I walked over to Dee, took the cup out of her hand, and put my arm around her shoulders while I watched Jax and Sarah assess Anders.
“His breathing is really shallow, but he has a pulse,” Jax said to Evan who was relaying the information to the 911 operator. Jax looked over to Sarah. “Was he complaining about anything before you got here?”
“Yeah…he-he said his stomach has been bothering him, but he’s had trouble with it for years, but he’s never collapsed because of it. Do you think it was a heart attack?”
“I don’t know.” Jax looked at Evan. “Tell them to hurry.”
Chapter Twenty-Six
Anders was brought into the hospital semiconscious and dehydrated. Sarah worked closely with the doctors and disclosed his full history of stomach issues and his recent alcoholic binges. Over the next week, they ran a barrage of bloods tests and ended up performing a CT scan that discovered multiple tumors in Anders’s abdomen. After doing a biopsy, they diagnosed Anders with pancreatic cancer. He had the most aggressive and common form, and it had already spread to his liver and lymph nodes.
The doctors said his symptoms could have easily been mistaken for Irritable Bowel and learned that Anders had actually seen his regular physician two weeks prior because of his symptoms. Unfortunately with pancreatic cancer, by the time the patient senses something is truly wrong, it’s usually misdiagnosed. His death was inevitable, but the real question was when.

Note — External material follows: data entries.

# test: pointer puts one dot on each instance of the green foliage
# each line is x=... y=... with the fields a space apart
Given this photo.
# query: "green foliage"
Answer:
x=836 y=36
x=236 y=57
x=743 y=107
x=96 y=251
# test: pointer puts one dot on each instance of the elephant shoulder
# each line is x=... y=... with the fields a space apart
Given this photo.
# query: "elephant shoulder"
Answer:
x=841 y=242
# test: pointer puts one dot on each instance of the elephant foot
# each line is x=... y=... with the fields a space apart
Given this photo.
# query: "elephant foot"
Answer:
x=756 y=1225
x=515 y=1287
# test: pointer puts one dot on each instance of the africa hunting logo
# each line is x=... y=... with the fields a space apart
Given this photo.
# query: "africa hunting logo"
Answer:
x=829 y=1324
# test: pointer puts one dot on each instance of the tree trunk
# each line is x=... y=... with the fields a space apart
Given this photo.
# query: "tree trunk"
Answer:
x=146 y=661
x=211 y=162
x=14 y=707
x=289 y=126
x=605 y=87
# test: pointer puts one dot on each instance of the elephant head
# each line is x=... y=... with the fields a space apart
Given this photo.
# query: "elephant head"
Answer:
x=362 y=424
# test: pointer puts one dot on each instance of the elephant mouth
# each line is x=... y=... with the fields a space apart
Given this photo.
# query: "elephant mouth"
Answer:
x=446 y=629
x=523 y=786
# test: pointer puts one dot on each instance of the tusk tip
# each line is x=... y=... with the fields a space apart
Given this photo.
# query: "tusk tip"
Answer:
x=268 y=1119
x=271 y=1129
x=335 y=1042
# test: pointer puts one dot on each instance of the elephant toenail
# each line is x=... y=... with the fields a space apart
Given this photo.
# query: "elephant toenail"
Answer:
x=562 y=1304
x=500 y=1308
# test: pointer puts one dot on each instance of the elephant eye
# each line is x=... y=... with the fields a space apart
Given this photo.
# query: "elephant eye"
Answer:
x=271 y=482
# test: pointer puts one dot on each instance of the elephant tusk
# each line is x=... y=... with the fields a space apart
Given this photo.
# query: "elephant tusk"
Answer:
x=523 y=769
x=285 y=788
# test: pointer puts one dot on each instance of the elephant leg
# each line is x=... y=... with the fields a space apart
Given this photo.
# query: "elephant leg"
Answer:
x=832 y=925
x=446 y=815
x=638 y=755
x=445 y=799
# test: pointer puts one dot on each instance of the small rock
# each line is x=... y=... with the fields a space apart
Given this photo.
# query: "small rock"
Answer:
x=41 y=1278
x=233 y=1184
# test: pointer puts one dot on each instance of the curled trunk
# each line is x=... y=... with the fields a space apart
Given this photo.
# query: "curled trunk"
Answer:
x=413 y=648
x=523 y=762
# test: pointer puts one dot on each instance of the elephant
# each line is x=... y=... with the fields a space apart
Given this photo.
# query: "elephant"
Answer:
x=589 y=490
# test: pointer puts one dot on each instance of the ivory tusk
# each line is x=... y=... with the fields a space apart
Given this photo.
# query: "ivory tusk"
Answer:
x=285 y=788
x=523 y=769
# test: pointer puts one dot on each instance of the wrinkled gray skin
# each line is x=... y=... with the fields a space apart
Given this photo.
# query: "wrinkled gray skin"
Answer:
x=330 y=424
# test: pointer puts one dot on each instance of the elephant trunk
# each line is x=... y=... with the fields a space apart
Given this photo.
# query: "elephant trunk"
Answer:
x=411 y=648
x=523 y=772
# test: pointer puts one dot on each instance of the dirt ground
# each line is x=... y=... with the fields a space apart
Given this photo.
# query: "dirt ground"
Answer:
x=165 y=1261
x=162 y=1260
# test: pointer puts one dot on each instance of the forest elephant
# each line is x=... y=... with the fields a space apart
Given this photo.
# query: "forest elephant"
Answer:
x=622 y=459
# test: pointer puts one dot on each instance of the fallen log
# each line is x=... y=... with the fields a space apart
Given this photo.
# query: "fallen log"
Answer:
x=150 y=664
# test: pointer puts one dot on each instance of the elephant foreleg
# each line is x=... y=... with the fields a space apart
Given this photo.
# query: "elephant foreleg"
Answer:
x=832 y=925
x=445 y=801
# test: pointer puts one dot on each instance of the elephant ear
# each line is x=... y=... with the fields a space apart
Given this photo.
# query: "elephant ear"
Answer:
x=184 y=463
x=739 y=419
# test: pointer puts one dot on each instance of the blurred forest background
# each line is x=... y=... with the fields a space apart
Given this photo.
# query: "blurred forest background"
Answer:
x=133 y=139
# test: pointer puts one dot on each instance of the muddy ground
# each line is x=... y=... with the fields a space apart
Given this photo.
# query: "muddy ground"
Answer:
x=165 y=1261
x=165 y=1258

I met Sarah in the waiting room at the hospital a few days following Anders’s diagnosis. After talking to my parents, I found out that she’d been spending most of her time with him. She looked completely drained.
“Here, I brought some good stuff,” I said, sitting down next to her and handing her a cup of coffee. “The coffee in hospitals is always terrible.”
“Oh you don’t know how much I need this, thanks,” she said. The cup squeaked as she popped the lid off, allowing billows of steam to escape, and she cautiously took her first sip.
“How are you doing?” I asked.
“I’m exhausted.”
“The kids?”
She sighed. “They’re fine, but I don’t know what to do. If I thought telling them we were getting divorced was hard, I can only imagine how awful it’s going to be telling them their dad’s dying. So far I’ve only said that he’s sick.”
“I’m sorry,” I said, reaching out and grabbing her hand. “I can only imagine how hard it’s going to be. Are you and Anders going to tell them together?” I asked.
“He doesn’t think we should tell them.”
“He doesn’t?”
“No, but not telling them feels like lying, and I can’t do that.” She took a deep breath and took another sip of coffee. “I’ll do it eventually when we know more. For now, I’m taking it one day at a time.”
I was certainly no authority on dying having only experienced the deaths of our grandparents and our family cats growing up; this situation was far more complicated. “Well, I’m sure you’ll know the right time when it comes. Maybe he’s right about not telling them yet. Since you don’t have all the answers, it could lead to more questions. They deserve the chance to say good-bye though. I assume they’re at Mom and Dad’s now?”
She nodded. “And they’ve been taking them to school and everything else. The kids think it’s an extended slumber party—you know dad’s just a big kid—so they’re having a good time.” She put her coffee down then laughed uneasily. “I can’t believe everything that we’ve gone through over the last two years, and now he’s going to die. It’s too much.”